Four Myths about the Export-Import Bank | Citizens Against Government Waste

Four Myths about the Export-Import Bank

The WasteWatcher

The Export-Import Bank of the United States (Ex-Im Bank) is an independent government agency founded in 1934 in an effort to encourage U.S. exports. In 2010, Ex-Im Bank provided $24.4 billion in taxpayer-backed direct loans, guarantees, and export-credit insurance to private firms and foreign governments. Whatever its original intent may have been, today Ex-Im Bank is an obvious example of corporate welfare. Denying Ex-Im Bank’s charter, which is up for renewal in 2011, would eradicate a regressive, wasteful institution whose time has passed.

Ex-Im Bank exists because of four hackneyed myths about its benefits to the American economy. Imports are cited as a grave threat to the nation’s prosperity and exports as a veritable economic bellows, stoking the fires of industry. As the economist Henry Hazlitt once wrote, “Logically … nothing could be more inconsistent.”

Myth Number One: Ex-Im Bank creates jobs. In its 2010 Annual Report, Ex-Im Bank claimed to have “supported $34.4 billion worth of American exports and an estimated 227,000 American jobs” in 2010, which would be delightful if it were possible to create jobs by subsidizing exports. It isn’t. By allowing those who borrow from Ex-Im Bank to do so more cheaply than they otherwise would, Ex-Im Bank undeniably creates jobs at specific exporting firms.
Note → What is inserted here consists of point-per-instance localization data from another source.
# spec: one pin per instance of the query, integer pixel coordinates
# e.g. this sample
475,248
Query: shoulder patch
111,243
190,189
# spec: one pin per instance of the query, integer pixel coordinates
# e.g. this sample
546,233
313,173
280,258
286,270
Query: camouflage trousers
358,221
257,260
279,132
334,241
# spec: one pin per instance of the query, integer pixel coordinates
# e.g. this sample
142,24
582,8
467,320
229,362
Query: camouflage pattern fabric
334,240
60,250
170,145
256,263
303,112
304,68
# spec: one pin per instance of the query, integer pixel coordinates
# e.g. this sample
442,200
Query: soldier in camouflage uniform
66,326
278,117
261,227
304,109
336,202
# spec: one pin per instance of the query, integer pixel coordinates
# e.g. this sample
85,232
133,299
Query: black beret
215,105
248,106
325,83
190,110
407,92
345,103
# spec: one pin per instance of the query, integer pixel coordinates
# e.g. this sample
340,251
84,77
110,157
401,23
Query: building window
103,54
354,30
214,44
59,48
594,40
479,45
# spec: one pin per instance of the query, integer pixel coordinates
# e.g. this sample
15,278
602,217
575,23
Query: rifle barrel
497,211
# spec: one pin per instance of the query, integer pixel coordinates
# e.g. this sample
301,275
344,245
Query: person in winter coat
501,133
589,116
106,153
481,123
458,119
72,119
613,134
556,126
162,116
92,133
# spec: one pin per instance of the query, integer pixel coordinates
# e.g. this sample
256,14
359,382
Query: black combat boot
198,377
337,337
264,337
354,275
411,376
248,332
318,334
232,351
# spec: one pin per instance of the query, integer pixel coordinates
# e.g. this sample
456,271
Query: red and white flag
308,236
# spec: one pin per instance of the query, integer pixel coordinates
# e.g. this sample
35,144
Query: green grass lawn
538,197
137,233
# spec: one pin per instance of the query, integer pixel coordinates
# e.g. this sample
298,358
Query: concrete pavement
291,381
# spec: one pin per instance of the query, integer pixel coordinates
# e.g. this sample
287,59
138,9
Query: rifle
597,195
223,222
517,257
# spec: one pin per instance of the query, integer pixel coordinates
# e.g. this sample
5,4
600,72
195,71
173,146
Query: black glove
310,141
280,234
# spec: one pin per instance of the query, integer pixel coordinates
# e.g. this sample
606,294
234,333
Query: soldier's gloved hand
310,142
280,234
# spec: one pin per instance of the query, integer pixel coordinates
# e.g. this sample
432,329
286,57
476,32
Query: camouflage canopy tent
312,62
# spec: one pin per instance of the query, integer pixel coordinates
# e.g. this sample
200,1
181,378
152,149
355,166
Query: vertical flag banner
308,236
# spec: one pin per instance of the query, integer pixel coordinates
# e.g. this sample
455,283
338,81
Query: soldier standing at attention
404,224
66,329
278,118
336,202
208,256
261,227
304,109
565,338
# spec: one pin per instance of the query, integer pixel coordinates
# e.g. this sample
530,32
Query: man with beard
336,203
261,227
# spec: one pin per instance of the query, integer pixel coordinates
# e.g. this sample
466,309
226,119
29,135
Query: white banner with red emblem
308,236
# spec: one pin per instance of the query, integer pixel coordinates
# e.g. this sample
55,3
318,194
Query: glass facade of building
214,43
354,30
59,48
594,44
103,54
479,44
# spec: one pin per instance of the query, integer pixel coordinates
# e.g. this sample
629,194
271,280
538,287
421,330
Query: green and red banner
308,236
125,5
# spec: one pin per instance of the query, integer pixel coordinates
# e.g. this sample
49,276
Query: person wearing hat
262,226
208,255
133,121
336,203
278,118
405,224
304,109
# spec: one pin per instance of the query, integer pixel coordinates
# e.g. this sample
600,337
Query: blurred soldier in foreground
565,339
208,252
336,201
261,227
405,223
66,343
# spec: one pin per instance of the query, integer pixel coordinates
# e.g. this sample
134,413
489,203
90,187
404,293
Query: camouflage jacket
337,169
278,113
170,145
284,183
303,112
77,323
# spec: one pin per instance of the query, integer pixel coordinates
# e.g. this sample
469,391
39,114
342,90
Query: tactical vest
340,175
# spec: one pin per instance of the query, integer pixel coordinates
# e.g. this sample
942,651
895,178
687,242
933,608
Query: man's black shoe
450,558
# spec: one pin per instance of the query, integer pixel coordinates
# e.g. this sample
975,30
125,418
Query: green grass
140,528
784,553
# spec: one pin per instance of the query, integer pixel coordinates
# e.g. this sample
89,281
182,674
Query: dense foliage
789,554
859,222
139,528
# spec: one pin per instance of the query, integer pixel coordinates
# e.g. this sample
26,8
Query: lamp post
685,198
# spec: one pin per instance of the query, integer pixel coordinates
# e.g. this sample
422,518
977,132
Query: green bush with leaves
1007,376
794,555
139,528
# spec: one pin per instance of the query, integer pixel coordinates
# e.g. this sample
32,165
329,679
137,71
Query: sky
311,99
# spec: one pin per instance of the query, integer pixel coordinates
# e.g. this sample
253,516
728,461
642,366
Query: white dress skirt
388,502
However, Ex-Im Bank takes its money from taxpayers, thus reducing demand and employment by at least an equal amount in every other industry. James Jackson, specialist in international trade and finance for the Congressional Research Service, told Congress in 2007: “Promoting exports through subsidized financing … will not permanently raise the level of employment in the economy.”
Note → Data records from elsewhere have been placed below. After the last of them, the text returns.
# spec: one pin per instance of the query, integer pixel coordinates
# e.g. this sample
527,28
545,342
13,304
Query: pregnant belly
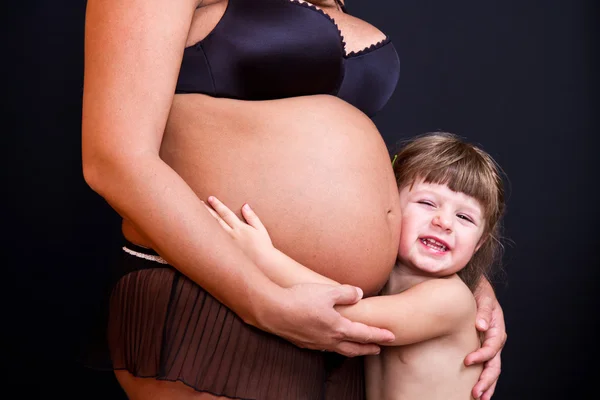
314,169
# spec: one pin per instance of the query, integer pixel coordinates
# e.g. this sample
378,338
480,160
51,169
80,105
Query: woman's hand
308,319
251,236
304,313
490,319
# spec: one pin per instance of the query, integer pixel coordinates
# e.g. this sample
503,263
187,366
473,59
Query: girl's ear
483,239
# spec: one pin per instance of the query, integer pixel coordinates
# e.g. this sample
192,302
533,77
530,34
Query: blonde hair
444,158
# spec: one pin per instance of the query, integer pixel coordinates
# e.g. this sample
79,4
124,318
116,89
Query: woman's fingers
224,212
351,349
251,218
223,224
489,377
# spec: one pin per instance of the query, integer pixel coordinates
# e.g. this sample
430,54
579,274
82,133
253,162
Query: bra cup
370,79
273,49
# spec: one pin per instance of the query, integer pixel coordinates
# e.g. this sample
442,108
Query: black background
518,77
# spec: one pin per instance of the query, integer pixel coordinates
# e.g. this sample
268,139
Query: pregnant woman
264,101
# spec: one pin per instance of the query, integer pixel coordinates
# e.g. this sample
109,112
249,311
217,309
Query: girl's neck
404,277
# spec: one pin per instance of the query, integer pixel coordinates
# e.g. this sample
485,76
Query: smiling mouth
434,244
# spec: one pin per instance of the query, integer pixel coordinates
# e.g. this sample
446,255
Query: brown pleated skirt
161,325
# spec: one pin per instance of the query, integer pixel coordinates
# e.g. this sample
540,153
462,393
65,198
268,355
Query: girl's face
441,229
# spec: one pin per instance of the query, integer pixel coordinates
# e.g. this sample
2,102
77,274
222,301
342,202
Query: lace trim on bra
370,48
353,53
323,13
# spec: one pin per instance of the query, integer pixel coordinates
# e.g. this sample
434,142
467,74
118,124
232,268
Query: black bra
273,49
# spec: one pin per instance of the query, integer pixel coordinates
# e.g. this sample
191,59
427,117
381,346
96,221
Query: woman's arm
133,51
419,313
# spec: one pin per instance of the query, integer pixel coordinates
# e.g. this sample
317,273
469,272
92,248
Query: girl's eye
466,218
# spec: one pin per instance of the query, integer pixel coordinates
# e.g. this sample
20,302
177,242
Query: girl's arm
133,51
419,313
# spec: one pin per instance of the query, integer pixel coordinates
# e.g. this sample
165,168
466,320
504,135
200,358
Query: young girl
452,198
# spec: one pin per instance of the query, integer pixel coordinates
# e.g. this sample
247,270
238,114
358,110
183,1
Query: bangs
463,168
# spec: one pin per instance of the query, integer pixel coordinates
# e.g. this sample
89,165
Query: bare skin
146,151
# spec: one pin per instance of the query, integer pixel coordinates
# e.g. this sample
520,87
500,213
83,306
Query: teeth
434,244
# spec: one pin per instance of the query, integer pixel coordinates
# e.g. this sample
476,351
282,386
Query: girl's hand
251,236
490,319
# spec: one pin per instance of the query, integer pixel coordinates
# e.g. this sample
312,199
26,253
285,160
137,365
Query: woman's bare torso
314,168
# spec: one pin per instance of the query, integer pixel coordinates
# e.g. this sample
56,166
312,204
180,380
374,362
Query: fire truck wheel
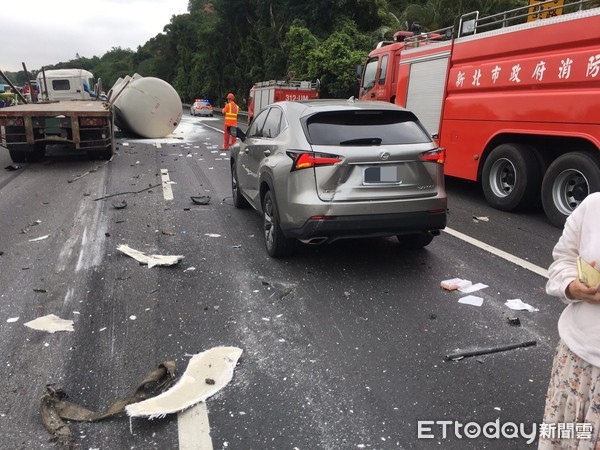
511,177
239,201
569,179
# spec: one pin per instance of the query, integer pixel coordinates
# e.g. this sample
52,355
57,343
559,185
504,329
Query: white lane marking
496,251
167,191
194,429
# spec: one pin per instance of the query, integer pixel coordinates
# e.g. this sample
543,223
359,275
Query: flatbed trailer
85,125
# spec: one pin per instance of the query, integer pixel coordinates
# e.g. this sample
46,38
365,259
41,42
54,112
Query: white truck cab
66,84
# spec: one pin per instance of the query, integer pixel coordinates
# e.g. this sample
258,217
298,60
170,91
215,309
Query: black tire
568,180
239,201
511,177
414,241
276,243
18,156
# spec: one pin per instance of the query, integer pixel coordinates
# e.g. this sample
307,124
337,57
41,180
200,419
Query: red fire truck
514,98
265,92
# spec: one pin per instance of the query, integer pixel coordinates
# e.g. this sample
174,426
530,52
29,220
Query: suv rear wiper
362,141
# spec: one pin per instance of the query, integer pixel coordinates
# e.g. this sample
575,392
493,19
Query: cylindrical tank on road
149,107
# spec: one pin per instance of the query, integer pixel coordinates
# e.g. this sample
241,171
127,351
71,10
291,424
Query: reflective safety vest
230,111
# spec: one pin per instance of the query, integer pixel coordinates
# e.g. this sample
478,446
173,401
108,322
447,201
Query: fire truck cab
514,98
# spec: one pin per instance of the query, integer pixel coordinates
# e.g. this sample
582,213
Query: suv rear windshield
365,127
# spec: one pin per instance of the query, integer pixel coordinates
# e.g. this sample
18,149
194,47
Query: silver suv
321,170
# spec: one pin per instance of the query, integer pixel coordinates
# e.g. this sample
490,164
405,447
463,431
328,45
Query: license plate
378,175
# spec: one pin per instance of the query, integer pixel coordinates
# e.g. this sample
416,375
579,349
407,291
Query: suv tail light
306,160
438,155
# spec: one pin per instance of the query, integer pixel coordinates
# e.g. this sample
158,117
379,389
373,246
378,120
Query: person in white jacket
573,399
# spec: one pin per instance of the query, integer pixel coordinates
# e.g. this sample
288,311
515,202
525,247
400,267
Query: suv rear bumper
371,225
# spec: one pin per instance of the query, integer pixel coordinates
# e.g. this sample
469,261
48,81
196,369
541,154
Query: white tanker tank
147,106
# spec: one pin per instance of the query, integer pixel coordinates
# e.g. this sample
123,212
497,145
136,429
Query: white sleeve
564,268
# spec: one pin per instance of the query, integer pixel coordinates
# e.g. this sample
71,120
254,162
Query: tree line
222,46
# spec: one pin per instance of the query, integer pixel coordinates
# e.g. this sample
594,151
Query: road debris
514,321
472,288
518,305
50,323
216,364
201,200
127,192
32,224
471,300
95,169
150,260
41,238
55,407
459,354
455,283
119,205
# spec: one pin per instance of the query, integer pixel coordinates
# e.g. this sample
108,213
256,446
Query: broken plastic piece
55,407
483,351
514,321
472,288
50,323
518,305
471,300
216,364
151,260
455,283
119,205
201,200
41,238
Myth Number Two: Ex-Im Bank makes loans that will not be made by the private sector. Ex-Im Bank’s website claims that it “does not compete with private sector lenders,” but instead “assume[s] credit and country risks that the private sector is unable or unwilling to accept.” This credo should worry American taxpayers. Loans that the private sector is unwilling to make should be not be made at all. But Ex-Im Bank often records a profit, suggesting that it is making loans that could be made by the private sector. As George Mason University economist Don Boudreaux pointed out to CAGW, “private firms are greedy as hell and credit markets are extremely competitive. Either Ex-Im Bank is crowding out private investment, or it’s throwing money down the toilet.” Indeed, Ex-Im Bank routinely makes loans to highly profitable firms. It has been referred to as “Boeing’s Bank,” partly because Boeing received 65 percent of Ex-Im Bank’s $15.3 billion in 2010. Ex-Im Bank has also made loans to Halliburton, Dell, Caterpillar, Chevron, Emirates Airlines, and United Technologies, all of which borrow regularly from private lenders and are stable, highly profitable concerns.
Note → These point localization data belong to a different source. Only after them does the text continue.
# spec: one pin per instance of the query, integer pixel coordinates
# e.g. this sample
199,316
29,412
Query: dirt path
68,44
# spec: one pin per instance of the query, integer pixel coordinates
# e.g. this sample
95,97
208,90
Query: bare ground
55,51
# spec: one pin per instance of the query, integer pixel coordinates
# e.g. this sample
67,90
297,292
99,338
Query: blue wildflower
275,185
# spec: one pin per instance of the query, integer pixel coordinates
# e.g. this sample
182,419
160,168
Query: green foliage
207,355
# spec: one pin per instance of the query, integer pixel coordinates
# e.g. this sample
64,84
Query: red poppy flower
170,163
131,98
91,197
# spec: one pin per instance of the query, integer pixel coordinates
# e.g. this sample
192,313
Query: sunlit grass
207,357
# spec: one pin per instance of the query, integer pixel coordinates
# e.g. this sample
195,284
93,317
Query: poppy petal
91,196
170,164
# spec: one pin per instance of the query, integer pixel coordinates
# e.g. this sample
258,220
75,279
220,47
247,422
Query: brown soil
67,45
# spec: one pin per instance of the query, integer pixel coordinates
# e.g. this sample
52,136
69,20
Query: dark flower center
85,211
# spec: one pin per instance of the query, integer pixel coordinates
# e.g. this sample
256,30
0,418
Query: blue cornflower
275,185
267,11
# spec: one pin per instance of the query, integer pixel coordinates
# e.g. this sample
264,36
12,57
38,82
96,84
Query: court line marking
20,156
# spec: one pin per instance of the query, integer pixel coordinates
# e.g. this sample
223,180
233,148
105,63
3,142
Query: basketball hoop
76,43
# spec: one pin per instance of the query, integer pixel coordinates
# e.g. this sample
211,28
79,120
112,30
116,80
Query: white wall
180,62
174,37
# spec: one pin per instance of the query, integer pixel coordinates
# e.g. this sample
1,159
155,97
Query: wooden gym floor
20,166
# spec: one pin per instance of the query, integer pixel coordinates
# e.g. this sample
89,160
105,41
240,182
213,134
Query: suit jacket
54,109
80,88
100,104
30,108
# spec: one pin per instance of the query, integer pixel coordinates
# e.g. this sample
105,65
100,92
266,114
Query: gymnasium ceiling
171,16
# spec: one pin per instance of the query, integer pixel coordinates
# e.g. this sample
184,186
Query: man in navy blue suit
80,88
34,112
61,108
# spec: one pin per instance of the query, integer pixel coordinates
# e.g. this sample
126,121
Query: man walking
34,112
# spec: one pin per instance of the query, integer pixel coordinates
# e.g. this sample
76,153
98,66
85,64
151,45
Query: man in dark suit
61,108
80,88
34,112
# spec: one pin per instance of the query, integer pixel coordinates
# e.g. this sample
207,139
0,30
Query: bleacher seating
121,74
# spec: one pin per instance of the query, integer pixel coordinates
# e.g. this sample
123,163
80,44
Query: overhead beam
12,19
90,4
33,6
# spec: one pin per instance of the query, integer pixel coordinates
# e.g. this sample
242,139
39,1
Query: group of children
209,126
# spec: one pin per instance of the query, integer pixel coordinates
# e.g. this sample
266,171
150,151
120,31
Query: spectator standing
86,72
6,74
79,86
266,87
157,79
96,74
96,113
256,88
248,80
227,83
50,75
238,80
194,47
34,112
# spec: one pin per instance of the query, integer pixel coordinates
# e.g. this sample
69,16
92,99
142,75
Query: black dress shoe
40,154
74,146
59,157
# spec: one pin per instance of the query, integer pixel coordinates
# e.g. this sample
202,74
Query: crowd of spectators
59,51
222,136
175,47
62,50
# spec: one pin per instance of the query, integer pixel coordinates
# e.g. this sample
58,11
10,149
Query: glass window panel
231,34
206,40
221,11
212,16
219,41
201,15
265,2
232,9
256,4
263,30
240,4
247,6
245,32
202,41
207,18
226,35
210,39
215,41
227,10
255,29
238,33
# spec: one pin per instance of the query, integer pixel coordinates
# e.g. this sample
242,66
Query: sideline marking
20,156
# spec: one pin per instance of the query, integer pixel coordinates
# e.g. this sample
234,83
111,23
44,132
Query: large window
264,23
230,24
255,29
Myth Number Three: Ex-Im Bank improves the balance of trade. Cheap credit from Ex-Im Bank causes demand for American exports to rise, but either foreign importers purchase American goods with dollars or the recipients of foreign currencies convert them to dollars. As a result, importers abroad bid up the dollar’s value, making business more difficult for all other exporters without the good fortune to receive Ex-Im Bank financing. Simultaneously, the stronger dollar makes imports more attractive to American consumers, nullifying any of Ex-Im Bank’s trade balancing effects. In short, government cannot affect the balance of trade, and it should stop trying. In the long run, exports must always equal imports. The United States currently runs a trade deficit with the rest of the world because many foreign exporters, upon receiving American dollars, choose to invest in American companies or to purchase American treasury bonds. As a result, the U.S. Capital-Account surplus, which measures net foreign investment in America, is the largest in the world.

Myth Number Four: Exports Good, Imports Bad. A love of exports and a fear of imports make up perhaps the most pervasive, bipartisan meme in public opinion throughout the world. This is the basis for mercantilism, the producer-friendly trade strategy which has been thoroughly disparaged by a vast majority of economists, starting with Adam Smith. Faith in mercantilism, the archaic dogma that has taught so many Americans to loathe China’s imports today and Japan’s in previous decades, is the foundation for the mission and charter of Ex-Im Bank. But Americans have nothing to gain from a policy that aims to make imports more expensive than exports. As Don Boudreaux explained, “Exports are the price we pay for imports. They are the price we pay for getting the things we want. In an ideal world, we would get all the imports and not have to pay for them. We would send pieces of paper with dead presidents on them and get valuable goods in return. To favor exports over imports is to favor paying costs over receiving benefits, which is rather bizarre.”

Because the most common justifications for Ex-Im Bank’s existence can be flatly disproven, all that remains is its convenience as a source of pork. It is perhaps the oldest in Washington’s long line of programs that reap private profits while taking public risks. To end Ex-Im Bank would be to take an essential step away from corporatism toward free markets.